The design is less elegant than a single agent that “does research”. It is also much easier to debug.

When something looks wrong, the question is not “what did the agent mean?” The question is “which artifact changed, and why?”

The useful bugs were embarrassing

The best improvements came from results that looked good for the wrong reason.

Early strategy variants sometimes produced identical backtest outputs. That could have been mistaken for robustness. It was not. In one batch, separate variants came back with the same Sharpe, maximum drawdown, CAGR, and trade count. That was the tell: the strategy definitions were falling into the same generic dispatch path.

The fix was not just to patch the dispatch bug. The fix was to add batch diagnostics after every run so clone-like results become visible immediately.

Another class of ideas could not be backtested honestly with the current engine. Fundamentals, intraday logic, and options strategies do not fit a daily-price backtester. Forcing them through would create clean-looking nonsense. The pipeline now detects unsupported strategy types and skips them instead of manufacturing precision.

Good automation should make bad states visible, not prettier.

What the agents are allowed to be

I do not think of the agents as portfolio managers. That gives them too much credit.

They are closer to research operators. They gather data, expand candidate sets, draft hypotheses, run checks, inspect failures, and package outputs. They are useful because they are tireless, not because they are inherently trustworthy.

Trust comes from the surrounding system: schemas, saved artifacts, diagnostics, gates, dashboards, and a workflow that is comfortable saying no.

The agent can propose.
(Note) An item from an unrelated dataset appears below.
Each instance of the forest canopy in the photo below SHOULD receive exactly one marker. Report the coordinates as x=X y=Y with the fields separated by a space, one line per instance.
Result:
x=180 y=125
The pipeline has to preserve the evidence. The human still has to judge.

What this does not prove

This project does not prove that agents can pick stocks.

It does not prove that a backtested signal will survive live trading. It does not remove liquidity risk, survivorship bias, corporate-action mess, overfitting, or the basic problem that markets change.
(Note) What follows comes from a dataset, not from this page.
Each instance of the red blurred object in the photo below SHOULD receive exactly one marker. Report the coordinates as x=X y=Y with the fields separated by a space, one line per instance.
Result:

That is the wrong standard anyway.

The project is useful if it makes exploratory research repeatable enough to inspect. It should produce better questions, not pretend to produce final answers. It should make weak assumptions uncomfortable. It should turn a fluent thesis into a set of artifacts that can be checked, rejected, or watched over time.

Paper trading is part of that discipline. It is a reality check, not a victory lap.

The shorter project page is here: Autonomous research pipeline.

The lesson

I started with a question about autonomous research. I ended up caring more about refusal.

The best part of the system is not that it can generate ideas. It is that it can preserve the work, expose the diagnostics, and sometimes decline to proceed.

That is the standard I would apply to most agentic workflows now. Do not ask whether the agent can produce an answer. Ask whether it leaves enough behind for someone serious to inspect it.